Reference no: EM132904433
Problem - Venture Present Values - Ben Toucan, owner of The Aspen Restaurant, wants to determine the present value of his investment. The Aspen Restaurant is currently in the development stage but Toucan hopes to "begin" operations early next year. After-tax cash flows during the next five years are expected to be as follows: Year 1 = 0, Year 2 = 0, Year 3 = 0, Year 4 = $2.5 million, and Year 5 = $3million. Cash inflows are expected to be $3.18 million in Year 6 and are expected to grow at a 6 percent annual rate thereafter. Recall from Chapter 7 that venture investors often use different discount rates when valuing ventures at various stages of their life cycles. For example, target discount rates by life cycle stage are: development stage, 50 percent; startup stage, 40 percent; survival stage, 35 percent; and early rapid-growth stage, 30 percent. As ventures move from their late rapid-growth stages and into their maturity stages, a 20 percent discount rate is often used.

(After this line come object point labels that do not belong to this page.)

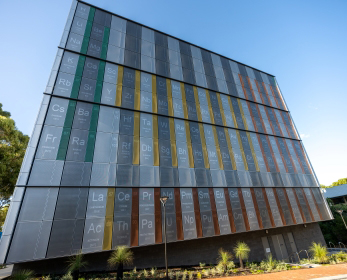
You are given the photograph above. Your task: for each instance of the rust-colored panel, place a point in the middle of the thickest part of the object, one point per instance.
(230, 211)
(268, 207)
(299, 206)
(280, 208)
(214, 212)
(308, 205)
(157, 214)
(134, 236)
(243, 208)
(197, 212)
(288, 203)
(315, 203)
(256, 208)
(178, 209)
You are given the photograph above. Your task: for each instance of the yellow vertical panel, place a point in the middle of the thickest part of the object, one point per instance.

A. Determine the Aspen Restaurant's terminal or horizon value at the end of five years, assuming the venture will be entering its maturity stage.

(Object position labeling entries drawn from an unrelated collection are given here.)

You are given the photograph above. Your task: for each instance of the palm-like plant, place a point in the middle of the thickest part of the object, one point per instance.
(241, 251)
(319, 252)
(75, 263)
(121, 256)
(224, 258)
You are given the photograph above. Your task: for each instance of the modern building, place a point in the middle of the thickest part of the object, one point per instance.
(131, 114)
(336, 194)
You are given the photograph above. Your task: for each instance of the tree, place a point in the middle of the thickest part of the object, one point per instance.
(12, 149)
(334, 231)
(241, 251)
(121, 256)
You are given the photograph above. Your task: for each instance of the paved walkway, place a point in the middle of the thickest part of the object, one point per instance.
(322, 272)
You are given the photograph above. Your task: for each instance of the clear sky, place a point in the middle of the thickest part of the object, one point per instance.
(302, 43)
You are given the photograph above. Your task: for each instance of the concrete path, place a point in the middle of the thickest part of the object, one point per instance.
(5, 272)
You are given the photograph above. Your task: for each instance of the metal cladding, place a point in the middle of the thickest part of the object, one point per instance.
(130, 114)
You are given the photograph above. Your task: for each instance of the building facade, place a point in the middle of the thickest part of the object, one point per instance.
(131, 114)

B. What is the present value of The Aspen Restaurant, assuming that it is a development- stage venture?
C. What percent ownership interest should Ben Toucan be willing to give today to a venture investor, Sherri Isitar, for her $1 million investment?
D. Let's assume that The Aspen Restaurant was started early last year and, thus, is in its startup stage and has the same future cash flow expectations as indicated earlier. Using a typical startup-stage required rate of return or discount rate, calculate the present value of The Aspen Restaurant.
E. Owning a restaurant is often considered to be a risky investment, in that restaurants often are continuously moving into and out of their survival stages. Assume that a typical survival-stage required rate of return is applied to all future cash flows estimated for The Aspen Restaurant. Calculate the venture's present value.